To examine pathway activation across independent datasets, the gene signatures for each pathway were generated will all genes on the Affymetrix Exon 1.0 ST microarray and the intersection set of genes between each independent platforms were utilized.
Pathway Activation Probability Calculation
The expression of the gene signatures for each pathway was summarized as a single metagene by singular value decomposition across the training set of samples (samples from pathway p and GFP controls) and a binary probit regression model was estimated using Bayesian methods (see io.genetics.utah.edu/Jbeane for input files, code and output files)(32). The algorithm selects 100 genes (out of the 300genes differentially expressed for each specific pathway described above) to predict pathway activity in external samples (see Supplemental Table 1 for gene signatures derived for each microarray platform). The gene weights associated with each model were examined for outliers, and outliers were removed from the gene list of 300 to exclude them from the final signature (only NOS2 and GPX1 pathways had outliers). In order to predict the pathway activation of samples in other datasets, distance weighted discrimination (33) (DWD) was applied to correct batch effects between the pathway signature microarray samples and the samples in the new dataset. Only control samples (GFP samples) were used to correct for batch effects. For each test dataset, only genes in common to the test and training datasets were used to derive the gene signature and correct for batch effects. The regression models developed based on each gene signature were applied to samples in the new datasets. Each sample is assigned a probability representing how strongly the pathway was activated based on its gene expression pattern. Wilcoxon rank sum tests were used to assess pathway activation differences between two groups within a dataset, and a p-value < 0.05 was considered significant.

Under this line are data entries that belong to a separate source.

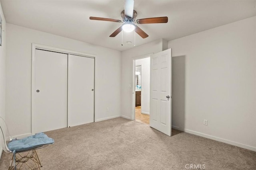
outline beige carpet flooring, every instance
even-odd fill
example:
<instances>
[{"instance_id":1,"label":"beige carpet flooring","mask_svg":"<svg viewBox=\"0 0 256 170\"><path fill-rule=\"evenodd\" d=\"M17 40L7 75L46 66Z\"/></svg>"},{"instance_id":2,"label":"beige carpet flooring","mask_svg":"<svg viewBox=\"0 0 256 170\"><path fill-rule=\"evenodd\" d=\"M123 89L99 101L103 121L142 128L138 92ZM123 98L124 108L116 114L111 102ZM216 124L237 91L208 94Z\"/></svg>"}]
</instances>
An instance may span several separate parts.
<instances>
[{"instance_id":1,"label":"beige carpet flooring","mask_svg":"<svg viewBox=\"0 0 256 170\"><path fill-rule=\"evenodd\" d=\"M38 150L42 170L256 169L255 152L176 130L168 137L122 118L46 133L55 143ZM11 156L3 152L0 170Z\"/></svg>"}]
</instances>

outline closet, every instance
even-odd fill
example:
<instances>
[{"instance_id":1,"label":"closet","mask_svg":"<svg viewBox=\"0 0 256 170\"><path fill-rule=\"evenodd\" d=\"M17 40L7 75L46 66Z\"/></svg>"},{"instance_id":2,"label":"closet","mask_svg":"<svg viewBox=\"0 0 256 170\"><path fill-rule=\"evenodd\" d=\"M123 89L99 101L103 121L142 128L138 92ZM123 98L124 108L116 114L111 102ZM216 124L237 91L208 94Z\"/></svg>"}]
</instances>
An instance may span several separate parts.
<instances>
[{"instance_id":1,"label":"closet","mask_svg":"<svg viewBox=\"0 0 256 170\"><path fill-rule=\"evenodd\" d=\"M34 57L34 133L94 122L94 58L39 49Z\"/></svg>"}]
</instances>

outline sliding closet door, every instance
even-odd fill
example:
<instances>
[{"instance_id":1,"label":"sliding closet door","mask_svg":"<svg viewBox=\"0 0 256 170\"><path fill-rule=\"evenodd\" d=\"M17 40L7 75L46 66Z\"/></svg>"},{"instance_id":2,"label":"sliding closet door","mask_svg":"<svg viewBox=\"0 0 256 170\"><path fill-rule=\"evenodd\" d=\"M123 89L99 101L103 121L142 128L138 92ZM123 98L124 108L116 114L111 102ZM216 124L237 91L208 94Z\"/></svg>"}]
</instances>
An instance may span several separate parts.
<instances>
[{"instance_id":1,"label":"sliding closet door","mask_svg":"<svg viewBox=\"0 0 256 170\"><path fill-rule=\"evenodd\" d=\"M36 49L34 133L67 127L68 55Z\"/></svg>"},{"instance_id":2,"label":"sliding closet door","mask_svg":"<svg viewBox=\"0 0 256 170\"><path fill-rule=\"evenodd\" d=\"M68 55L68 125L94 121L94 59Z\"/></svg>"}]
</instances>

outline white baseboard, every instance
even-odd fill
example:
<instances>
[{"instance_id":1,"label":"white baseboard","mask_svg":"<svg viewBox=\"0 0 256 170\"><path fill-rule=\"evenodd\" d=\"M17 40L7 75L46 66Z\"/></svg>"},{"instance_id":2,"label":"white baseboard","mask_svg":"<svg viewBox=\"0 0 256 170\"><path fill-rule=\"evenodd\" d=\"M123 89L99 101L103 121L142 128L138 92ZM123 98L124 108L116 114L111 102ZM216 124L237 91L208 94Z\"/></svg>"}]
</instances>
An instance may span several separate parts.
<instances>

Processing of Test Microarray Datasets
The following test datasets were used to examine the behavior of each pathway in the intrathoracic and the extrathoracic epithelium and lung tissue tumor samples with paired adjacent normal tissue from non-smokers and smokers: GSE16008 (only airway samples, n=26), GSE7895, GSE10135 (subset of samples run on Affymetrix HGU133 Plus 2.0 microarray), GSE11952, GSE7670, GSE12236, GSE10072, GSE19804, GSE19188, GSE28571, GSE3141, and the Cancer Cell Line Encyclopedia (CCLE) which includes gene expression (measured by Affymetrix HGU133 Plus 2.0 microarrays) data across 180 lung cancer cell lines (991 cancer cell lines total). The following datasets were used as controls: ATM--GSE20549; GPX1—GSE23895; IKBKB—GSE18047; SIRT1--GSE9008, GSE13459, and GSE13309. The CEL files from the test datasets were processed using RMA and the ENTREZ Gene CDF file corresponding to the Affymetrix microarray used (version 11.0.1(34)) using R statistical software and the aroma affymetrix package from Bioconductor RMA-derived expression estimates were transformed to log base 2 scale for further analysis. For the CCLE data, RMA expression estimates as well as pathway predictions were computed separately for each of the 14 batches of CCLE CEL files. Correlations were computed between the CCLE pathway predictions for SIRT1 and MYC (derived as described above using data from Bild et al.(17)) and the copy number values(35). Somatic mutations in SIRT1 were assessed using the CCLE hybrid capture sequencing data(36).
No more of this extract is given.